Humboldt wrote him from Sans-Souci: "Be happy in this new undertaking, and preserve for me the first place under the head of friendship in your heart. When you return, I shall be here no more, but the king and queen will receive you on this historic hill with the affection which, for so many reasons, you merit. Your illegible but much attached friend."

Sir Charles Lyell, of England, who had given a successful course of lectures before the Lowell Institute, Boston, arranged a similar course with Mr. Lowell for his friend Agassiz. Perhaps money has never been given more wisely in our country than by the refined John Lowell, Jr., of Boston, who, dying in a foreign country at thirty-seven, bereft of wife and children, left a quarter of a million dollars to "provide for regular courses of free public lectures upon the most important branches of natural and moral science, to be annually delivered in the city of Boston." None of the bequest could be used for buildings, and ten per cent. of the accumulation of the fund was to be set aside annually to continue it.
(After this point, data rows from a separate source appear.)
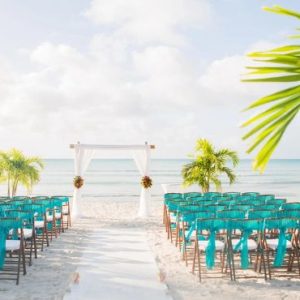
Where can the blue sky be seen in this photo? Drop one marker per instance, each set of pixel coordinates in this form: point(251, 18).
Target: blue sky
point(109, 71)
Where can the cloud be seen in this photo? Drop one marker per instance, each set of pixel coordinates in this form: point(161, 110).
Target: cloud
point(135, 82)
point(150, 20)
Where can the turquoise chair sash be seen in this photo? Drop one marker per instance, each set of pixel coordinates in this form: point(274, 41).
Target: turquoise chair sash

Since December 1, 1839, from six to ten courses have been given yearly to large audiences, by some of the most distinguished persons in Europe and America.

"Natural and moral science!" How broad the subject, and how incalculable the benefit to any city, great or small! What a means for the best general education; what an uplifting of the whole mental and social life of a community!
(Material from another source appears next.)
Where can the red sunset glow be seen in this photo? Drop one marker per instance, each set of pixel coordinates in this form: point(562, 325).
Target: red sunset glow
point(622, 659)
Agassiz came to Boston and gave twelve lectures on the "Plan of the Creation, especially in the Animal Kingdom." His speech had a foreign accent; but his enthusiastic love of his subject, his skill in drawing on the blackboard, and his eloquent but simple language soon won all hearts.

He was as pleased with the Americans as they were with him. He wrote to his beloved mother (his father had died ten years before): "I can only say that the educated Americans are very accessible and very pleasant. They are obliging to the utmost degree; indeed, their cordiality toward strangers exceeds any that I have met elsewhere.... The liberality of the American naturalists toward me is unparalleled.... The government (of the State of New York) has just completed the publication of a work unique of its kind, a natural history of the State in sixteen volumes, quarto, with plates. Twenty-five hundred copies have been printed, only five hundred of which are for sale, the rest being distributed throughout the State. Four volumes are devoted to geology and mining alone; the others, to zoölogy, botany, and agriculture. Yes, twenty-five hundred copies of a work in sixteen volumes, quarto, scattered throughout the State of New York alone!

"When I think that I began my studies in natural history by copying hundreds of pages from a Lamarck which some one had lent me, and that to-day there is a state in which the smallest farmer may have access to a costly work, worth a library to him in itself, I bless the efforts of those who devote themselves to public instruction."

Agassiz was at once asked to give a second course before the Lowell Institute, on glaciers. This, like the first, was greatly enjoyed by the two thousand or more persons present. Invitations now came from other cities, but he said, "I will limit myself to what I need in order to repay those who have helped me through a difficult crisis.... Beyond that all must go again to science,—there lies my true mission."

He passed his fortieth birthday, May 28, 1847, with Dr. B. E. Cotting, curator of the Lowell Institute, at whose home he had stayed through some weeks of illness. His host, seeing him standing thoughtfully at the window, said, "Why so sad?"

"That I am so old and have done so little," was the reply.

In the summer of 1847, Agassiz rented a small house in East Boston, sufficiently near to the ocean to study marine animals. He also gave lectures in New York, Philadelphia, Albany, and other eastern cities.